強さは間違いなく強くなったな。初見なのは槍、投擲操作、遊泳行動、氷刃、蒼波動、海竜の加護だ。
槍はケーゴが使ってるものだな。水中戦でも銛は有能みたいだし、騎乗戦闘でも便利だ。
そしてその槍をカバーするのが恐らく投擲操作。投擲したものを自在に操れるならかなり強力な気がする。
遊泳行動は泳ぐスピードが上がるんだろうな。遊泳は主に魚で使われる言葉だからな。イオンの水中戦闘が強化された感じだ。
氷刃はなんだろう?水刃の進化だから氷の斬撃を飛ばすのかな?蒼波動は光波動の水バーションだろうな。
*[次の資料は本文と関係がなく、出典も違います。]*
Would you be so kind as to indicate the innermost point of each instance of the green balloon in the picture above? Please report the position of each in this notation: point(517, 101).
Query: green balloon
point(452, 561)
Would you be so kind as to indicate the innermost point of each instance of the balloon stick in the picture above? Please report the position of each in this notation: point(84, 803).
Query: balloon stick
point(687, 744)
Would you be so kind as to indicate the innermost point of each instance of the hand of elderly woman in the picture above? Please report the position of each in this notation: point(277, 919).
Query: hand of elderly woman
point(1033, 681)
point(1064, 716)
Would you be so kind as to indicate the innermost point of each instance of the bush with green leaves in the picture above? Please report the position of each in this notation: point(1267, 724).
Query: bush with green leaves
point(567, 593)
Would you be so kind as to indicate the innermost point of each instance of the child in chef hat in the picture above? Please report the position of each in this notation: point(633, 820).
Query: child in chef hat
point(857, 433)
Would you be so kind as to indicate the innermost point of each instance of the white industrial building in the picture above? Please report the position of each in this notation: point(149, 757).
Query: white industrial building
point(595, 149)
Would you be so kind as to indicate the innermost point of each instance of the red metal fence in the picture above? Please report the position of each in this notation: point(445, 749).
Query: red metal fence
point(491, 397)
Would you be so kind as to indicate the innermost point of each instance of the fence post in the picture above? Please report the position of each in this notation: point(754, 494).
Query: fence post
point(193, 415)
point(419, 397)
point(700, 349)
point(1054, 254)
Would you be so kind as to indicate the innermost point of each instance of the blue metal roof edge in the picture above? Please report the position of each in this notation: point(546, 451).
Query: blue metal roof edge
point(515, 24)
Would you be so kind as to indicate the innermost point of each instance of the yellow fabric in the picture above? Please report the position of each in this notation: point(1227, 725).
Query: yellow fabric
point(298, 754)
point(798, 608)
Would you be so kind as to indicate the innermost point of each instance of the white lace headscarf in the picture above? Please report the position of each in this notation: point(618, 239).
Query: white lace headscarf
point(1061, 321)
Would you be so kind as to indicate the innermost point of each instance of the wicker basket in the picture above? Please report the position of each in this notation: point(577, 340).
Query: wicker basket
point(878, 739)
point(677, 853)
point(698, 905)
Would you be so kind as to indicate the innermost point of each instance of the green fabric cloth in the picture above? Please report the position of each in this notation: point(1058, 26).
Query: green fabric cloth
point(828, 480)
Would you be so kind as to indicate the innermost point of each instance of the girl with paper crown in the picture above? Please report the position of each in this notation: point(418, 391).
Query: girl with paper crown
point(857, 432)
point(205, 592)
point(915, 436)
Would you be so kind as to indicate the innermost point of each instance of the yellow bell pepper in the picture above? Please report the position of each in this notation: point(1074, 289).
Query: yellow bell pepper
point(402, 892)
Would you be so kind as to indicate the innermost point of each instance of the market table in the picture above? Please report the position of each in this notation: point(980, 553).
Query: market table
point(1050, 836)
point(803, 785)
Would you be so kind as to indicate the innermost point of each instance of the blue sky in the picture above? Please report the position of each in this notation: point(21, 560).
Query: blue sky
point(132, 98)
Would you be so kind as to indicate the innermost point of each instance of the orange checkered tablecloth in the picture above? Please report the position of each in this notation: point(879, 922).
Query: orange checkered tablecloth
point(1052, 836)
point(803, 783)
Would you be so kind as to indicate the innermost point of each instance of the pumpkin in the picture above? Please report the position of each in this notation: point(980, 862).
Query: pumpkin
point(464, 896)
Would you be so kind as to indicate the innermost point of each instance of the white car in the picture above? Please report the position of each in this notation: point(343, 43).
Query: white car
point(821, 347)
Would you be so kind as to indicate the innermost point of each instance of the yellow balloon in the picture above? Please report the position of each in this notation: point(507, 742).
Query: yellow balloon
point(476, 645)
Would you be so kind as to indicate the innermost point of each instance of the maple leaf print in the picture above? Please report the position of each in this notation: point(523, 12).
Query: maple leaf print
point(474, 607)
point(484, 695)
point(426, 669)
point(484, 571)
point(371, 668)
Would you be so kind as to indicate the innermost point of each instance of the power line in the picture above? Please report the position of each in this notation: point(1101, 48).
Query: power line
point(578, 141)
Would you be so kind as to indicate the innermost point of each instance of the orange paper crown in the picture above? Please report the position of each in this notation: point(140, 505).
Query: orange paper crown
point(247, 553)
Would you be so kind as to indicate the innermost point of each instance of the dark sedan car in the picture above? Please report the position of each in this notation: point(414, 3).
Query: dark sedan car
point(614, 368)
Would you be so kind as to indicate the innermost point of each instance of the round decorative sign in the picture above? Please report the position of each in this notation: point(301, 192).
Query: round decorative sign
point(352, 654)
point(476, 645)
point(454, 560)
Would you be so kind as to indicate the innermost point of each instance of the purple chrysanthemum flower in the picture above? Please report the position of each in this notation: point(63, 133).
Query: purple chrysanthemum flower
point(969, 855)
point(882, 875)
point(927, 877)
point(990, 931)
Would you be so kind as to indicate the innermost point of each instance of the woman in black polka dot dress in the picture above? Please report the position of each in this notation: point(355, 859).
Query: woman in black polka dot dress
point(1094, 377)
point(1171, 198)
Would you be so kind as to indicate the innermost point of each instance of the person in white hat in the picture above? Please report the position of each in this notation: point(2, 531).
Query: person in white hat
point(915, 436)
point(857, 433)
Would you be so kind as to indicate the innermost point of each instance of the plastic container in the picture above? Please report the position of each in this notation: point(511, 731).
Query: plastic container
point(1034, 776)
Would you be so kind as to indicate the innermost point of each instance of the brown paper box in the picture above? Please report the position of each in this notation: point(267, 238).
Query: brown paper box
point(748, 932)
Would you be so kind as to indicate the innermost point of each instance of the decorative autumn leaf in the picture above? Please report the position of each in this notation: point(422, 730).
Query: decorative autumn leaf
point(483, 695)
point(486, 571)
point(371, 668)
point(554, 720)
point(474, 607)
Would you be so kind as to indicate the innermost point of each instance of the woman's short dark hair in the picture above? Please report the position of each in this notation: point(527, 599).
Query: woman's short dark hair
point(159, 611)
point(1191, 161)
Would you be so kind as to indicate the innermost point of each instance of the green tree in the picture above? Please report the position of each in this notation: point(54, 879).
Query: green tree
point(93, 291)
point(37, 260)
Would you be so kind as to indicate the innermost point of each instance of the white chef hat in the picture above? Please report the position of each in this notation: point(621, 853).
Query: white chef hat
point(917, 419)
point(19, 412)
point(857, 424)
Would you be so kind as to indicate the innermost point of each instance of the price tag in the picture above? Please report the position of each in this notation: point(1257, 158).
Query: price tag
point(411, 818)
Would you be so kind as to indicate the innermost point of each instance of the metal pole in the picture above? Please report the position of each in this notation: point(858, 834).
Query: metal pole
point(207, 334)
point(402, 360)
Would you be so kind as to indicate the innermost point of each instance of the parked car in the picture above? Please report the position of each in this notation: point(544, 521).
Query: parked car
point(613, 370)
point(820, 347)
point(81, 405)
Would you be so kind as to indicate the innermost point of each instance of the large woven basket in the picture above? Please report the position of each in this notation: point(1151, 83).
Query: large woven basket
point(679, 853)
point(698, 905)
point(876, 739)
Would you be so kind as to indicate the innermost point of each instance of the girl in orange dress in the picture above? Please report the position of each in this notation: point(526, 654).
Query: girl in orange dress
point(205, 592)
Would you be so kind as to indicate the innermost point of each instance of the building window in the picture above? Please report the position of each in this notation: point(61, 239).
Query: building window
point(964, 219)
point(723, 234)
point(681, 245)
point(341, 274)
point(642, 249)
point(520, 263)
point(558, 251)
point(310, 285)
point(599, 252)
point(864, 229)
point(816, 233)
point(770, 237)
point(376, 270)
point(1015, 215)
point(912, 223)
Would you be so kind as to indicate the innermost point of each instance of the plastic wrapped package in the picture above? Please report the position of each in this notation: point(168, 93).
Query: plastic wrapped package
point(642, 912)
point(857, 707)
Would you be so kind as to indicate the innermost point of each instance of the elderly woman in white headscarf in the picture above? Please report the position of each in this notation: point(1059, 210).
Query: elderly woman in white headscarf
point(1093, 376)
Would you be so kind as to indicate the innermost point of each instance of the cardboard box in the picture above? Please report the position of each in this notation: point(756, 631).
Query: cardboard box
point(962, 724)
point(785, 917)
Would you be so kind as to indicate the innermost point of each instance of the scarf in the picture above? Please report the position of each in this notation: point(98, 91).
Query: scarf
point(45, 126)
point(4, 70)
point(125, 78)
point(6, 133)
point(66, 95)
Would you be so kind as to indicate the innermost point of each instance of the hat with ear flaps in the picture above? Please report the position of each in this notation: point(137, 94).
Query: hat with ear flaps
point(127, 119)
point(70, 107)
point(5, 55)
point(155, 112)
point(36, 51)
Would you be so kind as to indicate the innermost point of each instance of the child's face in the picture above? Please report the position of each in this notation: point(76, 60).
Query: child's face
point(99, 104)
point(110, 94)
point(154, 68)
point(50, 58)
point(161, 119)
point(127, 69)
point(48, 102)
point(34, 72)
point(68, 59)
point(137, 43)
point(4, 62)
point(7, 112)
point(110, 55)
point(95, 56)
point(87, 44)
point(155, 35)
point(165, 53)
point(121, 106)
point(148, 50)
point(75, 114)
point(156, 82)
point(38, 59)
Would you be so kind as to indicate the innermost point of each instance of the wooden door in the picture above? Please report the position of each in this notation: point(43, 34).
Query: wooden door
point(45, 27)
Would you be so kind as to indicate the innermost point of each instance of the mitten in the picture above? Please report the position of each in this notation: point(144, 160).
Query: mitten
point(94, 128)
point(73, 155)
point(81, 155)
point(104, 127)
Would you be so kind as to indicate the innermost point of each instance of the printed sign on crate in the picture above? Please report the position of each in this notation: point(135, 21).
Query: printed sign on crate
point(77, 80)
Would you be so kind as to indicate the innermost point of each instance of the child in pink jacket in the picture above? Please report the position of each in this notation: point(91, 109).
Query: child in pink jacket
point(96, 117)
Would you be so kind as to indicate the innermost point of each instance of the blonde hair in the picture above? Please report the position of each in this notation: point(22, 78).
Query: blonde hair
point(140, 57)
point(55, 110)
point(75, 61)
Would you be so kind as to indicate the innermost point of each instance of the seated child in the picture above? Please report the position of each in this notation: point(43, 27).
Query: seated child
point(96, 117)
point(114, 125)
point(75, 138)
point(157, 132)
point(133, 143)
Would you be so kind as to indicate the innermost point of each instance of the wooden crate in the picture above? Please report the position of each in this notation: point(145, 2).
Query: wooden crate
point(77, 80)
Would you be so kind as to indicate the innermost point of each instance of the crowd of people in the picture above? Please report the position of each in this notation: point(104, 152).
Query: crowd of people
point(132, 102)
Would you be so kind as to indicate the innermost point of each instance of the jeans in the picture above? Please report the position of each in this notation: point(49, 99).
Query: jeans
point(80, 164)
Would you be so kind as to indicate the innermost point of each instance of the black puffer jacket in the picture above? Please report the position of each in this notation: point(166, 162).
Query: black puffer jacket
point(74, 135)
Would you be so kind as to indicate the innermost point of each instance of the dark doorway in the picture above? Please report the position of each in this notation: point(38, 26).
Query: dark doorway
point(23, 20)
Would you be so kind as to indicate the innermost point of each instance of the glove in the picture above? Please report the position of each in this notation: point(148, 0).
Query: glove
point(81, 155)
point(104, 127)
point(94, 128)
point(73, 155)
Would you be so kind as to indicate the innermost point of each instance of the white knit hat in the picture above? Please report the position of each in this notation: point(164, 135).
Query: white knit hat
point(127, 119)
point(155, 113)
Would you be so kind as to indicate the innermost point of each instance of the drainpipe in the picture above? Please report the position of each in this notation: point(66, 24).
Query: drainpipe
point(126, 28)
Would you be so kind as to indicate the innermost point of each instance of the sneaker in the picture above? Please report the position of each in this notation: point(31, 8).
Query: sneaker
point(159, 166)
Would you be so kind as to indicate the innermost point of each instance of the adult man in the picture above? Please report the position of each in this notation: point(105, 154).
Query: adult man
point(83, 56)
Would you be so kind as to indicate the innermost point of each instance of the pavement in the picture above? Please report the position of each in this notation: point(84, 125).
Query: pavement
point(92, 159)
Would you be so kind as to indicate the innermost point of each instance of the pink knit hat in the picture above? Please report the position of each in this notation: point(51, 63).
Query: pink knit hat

地味に気になるのが海竜の加護。果たして聖竜の加護と効果が一緒なのか謎だ。
俺がステータスの確認が終わるとメルたちがくる。
「あー! やっと帰ってきた!」
「兄ちゃん! 勝手にいなくなったら、ダメだよ!」
「兄様。逃げ出すの禁止」
え?どういうこと?
メルたちによるとあの後、祝勝会をする流れになったそうだが、俺の姿がどこにも見当たらなかったらしい。結局俺なしで祝勝会をしたが、作戦立案者不在ではいまいち盛り上がりにはかけてしまったらしい。
あちゃ〜、全員に訳の説明と謝罪のメールを送る。
メルたちは俺の無事を確認したので、ログアウトする。後で謝ろう。
俺はイオンと共に今日見つけた花畑に向かおうとするとイオンが言う。
「…腕組み」
「え?」
「腕組みしてくれないとここから動きません」
我が儘言うようになったな…ご機嫌取りも兼ねて腕組みで移動する中、いつもと違う笑顔を見せるイオンが印象的だった。
スク水イオンの登場回でした。
聖竜の試練とはだいぶ違う試練にしました。同じ試練で暴走するイオンをタクトが抱きしめて、暴走を止めるのも考えましたが、同じ試練にするとずっと使い回しになりそうなのでやめました。
絶海龍王は変態親父だけど影から子供を支えるタイプを意識して書いてます。